Ora, é certo que a circunstância de o requerimento de interposição de recurso para este Tribunal haver sido apresentado, indevidamente, na secretaria do 4º Juízo Cível do Porto não era, em si mesma, motivo de indeferimento (v., supra, II, 1). Mas, é também verdade que essa circunstância não tinha a virtualidade de atribuir competência ao Mmo. Juiz desse Juízo para a prolação do referido despacho de inadmissão do recurso.
Proferido esse despacho, o Mmo. Juiz do 4º Juízo Cível do Porto praticou um acto para que não tinha competência.
Os reclamantes, no entanto, em vez de reagirem pelos meios processuais adequados a conseguir despacho do seu requerimento, proferido pela única entidade competente - o Presidente da Relação do Porto -, resolveram reclamar para este Tribunal.

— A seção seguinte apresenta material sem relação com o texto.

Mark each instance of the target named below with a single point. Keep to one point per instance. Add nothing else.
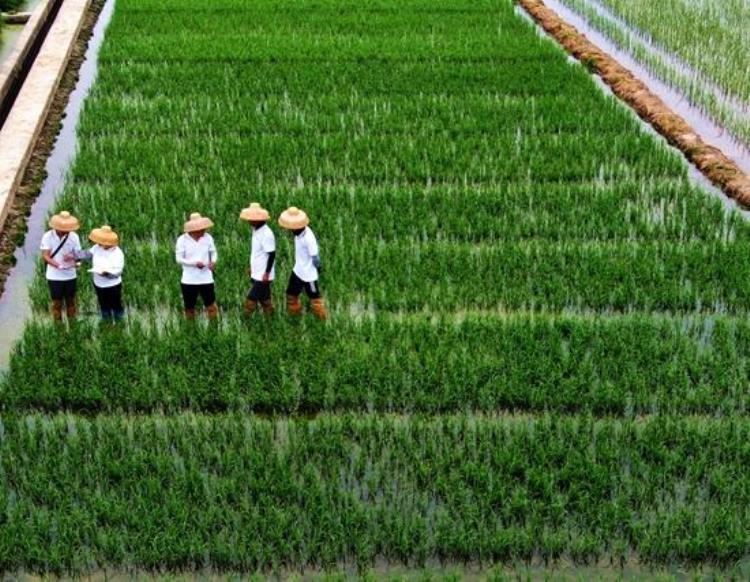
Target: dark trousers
(260, 291)
(62, 290)
(190, 294)
(297, 285)
(110, 302)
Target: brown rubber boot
(318, 308)
(57, 309)
(267, 307)
(71, 310)
(250, 306)
(293, 305)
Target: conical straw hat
(64, 222)
(104, 236)
(198, 222)
(254, 212)
(293, 219)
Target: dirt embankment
(716, 166)
(12, 235)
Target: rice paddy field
(539, 344)
(698, 46)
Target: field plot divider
(712, 162)
(25, 121)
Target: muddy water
(683, 68)
(15, 306)
(712, 133)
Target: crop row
(710, 91)
(341, 156)
(326, 114)
(622, 365)
(506, 212)
(244, 494)
(708, 35)
(441, 276)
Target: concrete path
(25, 121)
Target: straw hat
(198, 222)
(293, 219)
(104, 236)
(254, 212)
(64, 221)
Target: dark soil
(14, 231)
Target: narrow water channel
(712, 133)
(15, 305)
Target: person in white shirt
(58, 247)
(196, 253)
(306, 264)
(262, 258)
(108, 262)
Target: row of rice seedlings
(524, 78)
(437, 115)
(628, 210)
(724, 108)
(380, 158)
(226, 493)
(709, 36)
(485, 361)
(444, 276)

5- Não cabe aqui decidir qual o despacho que, no caso, deveria ter sido proferido: havia de ter-se recusado o requerimento, ordenando-se, em consequência, o seu desentranhamento, nos termos do artigo 166º, nº 2, do Código de Processo Civil, por se entender que ele não respeitava ao andamento do processo ou que, pelo menos, era, ali, ilegal a sua junção? Deveria, antes, ter-se ordenado o desentranhamento dos autos de reclamação (v. artigo 689º, nº 3, do Código de Processo Civil) e remetido tudo para o Tribunal da Relação, para que, aí, o seu presidente proferisse despacho a admitir ou a rejeitar o recurso? Deveria adoptar-se qualquer outro procedimento?
6- A resposta a esta questão, e bem assim à de saber se ainda é processualmente possível remediar a situação criada, não é a este Tribunal que cabe dá-la. Do mesmo modo que lhe não compete corrigir os erros ou equívocos apontados.
De facto, concebido, como está, basicamente para o controlo normativo, o Tribunal Constitucional tem os seus poderes de cognição circunscritos ao conhecimento das questões de inconstitucionalidade ou de ilegalidade de normas jurídicas (v. artigo 280º da Constituição).
«A resolução de questões relativas ao desenvolvimento do iter processual - escreveu-se no Acórdão nº 90/85, de 5 de Junho de 1985 (Diário da República, 2.a série, de 11 de Julho de 1985) -, essa caberá por inteiro ao tribunal (ou tribunais) da causa, e haverá o Tribunal Constitucional de aceitá-la como um dado - salvo (evidentemente) quando nela estiver enxertado um juízo de constitucionalidade (ou ilegalidade) acerca de determinada norma processual.»
7- No caso, o Tribunal Constitucional tem, pois, de limitar-se a extrair as consequências processuais da situação que perante si foi trazida e que se deixou descrita. Consequências que não podem ser outras senão a de não conhecer da reclamação, como em hipótese semelhante foi decido por este Tribunal (v. citado Acórdão nº 97/85).
Na verdade, a reclamação tem por objecto um despacho do Mmo. Juiz do 4º Juízo Cível do Potro. Justamente, aquele que não admitiu o recurso que foi interposto do despacho do Sr. Presidente da Relação daquela cidade atrás identificado.
O despacho reclamado é, assim, como se disse, uma decisão proferida por quem não tinha competência para a editar.
Por isso, como se escreveu no citado Acórdão nº 97/85, «mesmo que a reclamação fosse de atender, não poderia o despacho (reclamado) ser válida e eficazmente reformado por quem o proferiu».
Sendo assim, deve ter-se por prejudicado o conhecimento da questão posta pela reclamação.
III- Decisão
Nestes termos, decide-se não tomar conhecimento da reclamação e condenar os reclamantes nas custas do processo, com imposto de justiça que se fixa em 5000$.
Lisboa, 18 de Dezembro de 1985. - Messias Bento - Mário de Brito - José Magalhães Godinho - José Manuel Cardoso da Costa - Mário Afonso (vencido: entendo que se deveria desatender a reclamação por incompetência do Tribunal Constitucional, visto que a reclamação não respeita a qualquer decisão em que se tenha posto, ou fosse invocada, a inconstitucionalidade de qualquer norma - artigos 280º da Constituição e 70º da Lei nº 28/82, de 15 de Novembro) - Armando Manuel Marques Guedes.